Benefits of this approach:

Declarative Strategy: The strategies list clearly and declaratively defines the fallback chain. The core business logic is not cluttered with nested case statements.
Clean Separation: The predict_with_client/3 helper encapsulates the core DSPEx call, while the forward/2 function is responsible for orchestrating the resilience strategy.
Testability: Each strategy function can be tested in isolation. You can easily test the fallback logic by providing mock functions that are designed to fail.

5. Telemetry and Events

The GracefulDegradation module itself is generic and should not emit application-specific telemetry. Instead, it provides the :on_fallback hook to empower the application to emit its own, context-rich telemetry.

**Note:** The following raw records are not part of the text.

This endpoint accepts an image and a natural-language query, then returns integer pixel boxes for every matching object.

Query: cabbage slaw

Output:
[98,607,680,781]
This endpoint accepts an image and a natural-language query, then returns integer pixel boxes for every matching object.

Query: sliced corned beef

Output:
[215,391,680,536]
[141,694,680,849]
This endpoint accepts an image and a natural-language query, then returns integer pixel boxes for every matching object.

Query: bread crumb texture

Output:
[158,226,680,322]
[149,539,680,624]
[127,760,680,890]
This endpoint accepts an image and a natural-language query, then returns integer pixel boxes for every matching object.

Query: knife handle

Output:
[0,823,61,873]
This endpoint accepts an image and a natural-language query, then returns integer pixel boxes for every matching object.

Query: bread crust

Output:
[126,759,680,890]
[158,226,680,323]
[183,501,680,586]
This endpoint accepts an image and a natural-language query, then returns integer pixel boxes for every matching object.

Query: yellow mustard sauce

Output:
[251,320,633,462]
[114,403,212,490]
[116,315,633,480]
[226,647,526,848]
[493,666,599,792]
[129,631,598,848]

As shown in the example, the DSPEx summarizer module would emit a metric like [:dspex, :summarizer, :fallback]. This allows operators to build dashboards and alerts that answer critical questions like:

“How often is our primary gpt-4o model failing?”
“Are we spending more on the cheaper gpt-4o-mini than expected due to fallbacks?”
“Which errors are causing the fallbacks?” (by inspecting the reason in the callback).

6. Conclusion

The Foundation.GracefulDegradation module provides a simple yet powerful pattern for building resilient systems. It moves failure handling from a reactive, nested control-flow problem into a proactive, declarative strategy definition.

For DSPEx, this is a transformative feature. It enables developers to build AI applications that are not only powerful but also robust, cost-aware, and fault-tolerant by design. It provides the tools to handle the inherent unreliability of external network services gracefully, ensuring a better user experience and more stable production systems. This enhancement is a crucial step in making DSPEx a truly production-ready framework.